Investigators used the National Cancer Database to pool data on 45,326 patients newly diagnosed with histopathologically confirmed advanced colorectal cancer between 2010 and 2016. Patients who lacked data about MSI and MMR testing or who were initially diagnosed at another institution were excluded.

Julian Bryan Iorgulescu, MD, FACP
Julian Bryan Iorgulescu

Receiving MSI and MMR testing via immunohistochemistry or molecular diagnostic served as primary endpoints.

Researchers used multivariable logistic regression to evaluate the association between MSI and MMR testing and patient demographic, socioeconomic and care setting characteristics, as well as with receipt of immunotherapy.

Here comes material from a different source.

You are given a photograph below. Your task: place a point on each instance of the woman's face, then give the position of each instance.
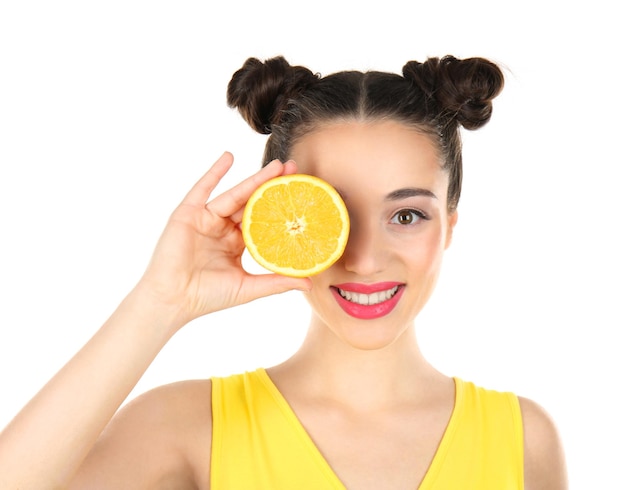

Results showed 26.5% of patients (n= 11,998) underwent MSI and MMR testing. The rates of testing increased from 14.4% in 2010 to 41.1% in 2016 (adjusted OR per year = 1.26; 95% CI, 1.25-1.29).

Older age was significantly associated with a lower likelihood to undergo testing (age 70-79 years vs. 60-69 years, adjusted OR [aOR] = 0.83; 95% CI, 0.77-0.89; age 50-59 years, aOR = 1.25; 95% CI, 1.16-1.33). Testing also appeared less common among men (aOR = 0.94; 95% CI, 0.9-0.99) and Blacks compared with whites (aOR = 0.87; 95% CI, 0.82-0.94).

Moreover, testing was less common among patients who were uninsured (aOR = 0.78; 95% CI, 0.7-0.86), Medicaid-insured (aOR = 0.87; 95% CI, 0.8-0.94) and Medicare-insured (aOR = 0.87; 95% CI, 0.81-0.93) compared with privately insured, as well as among those diagnosed at a community (aOR = 0.6; 95% CI, 0.56-0.66) or comprehensive community cancer program (aOR = 0.76; 95% CI, 0.72-0.8) compared with those diagnosed at an academic or NCI comprehensive cancer program.

Of note, among patients diagnosed in 2016, those who were not tested also were less likely to receive immunotherapy (aOR = 0.61; 95% CI, 0.53-0.68).

“The magnitudes of some of the gaps in guideline-recommended MSI and MMR testing were quite surprising to us, but we are finding that many of the same socioeconomic factors associated with disparities in patients’ access to treatment and high-quality care are also associated with disparities in access to molecular testing,” Iorgulescu said.

“National cancer databases, like the one we used for our research, have been indispensable resources for identifying many of the disparities in health care for cancer patients,” Iorgulescu added. “Still, much more research is needed to convert what we are learning from national data into effective strategies for reducing those disparities. For our projects, that means finding ways to improve cancer patients’ access to critical molecular diagnostics.”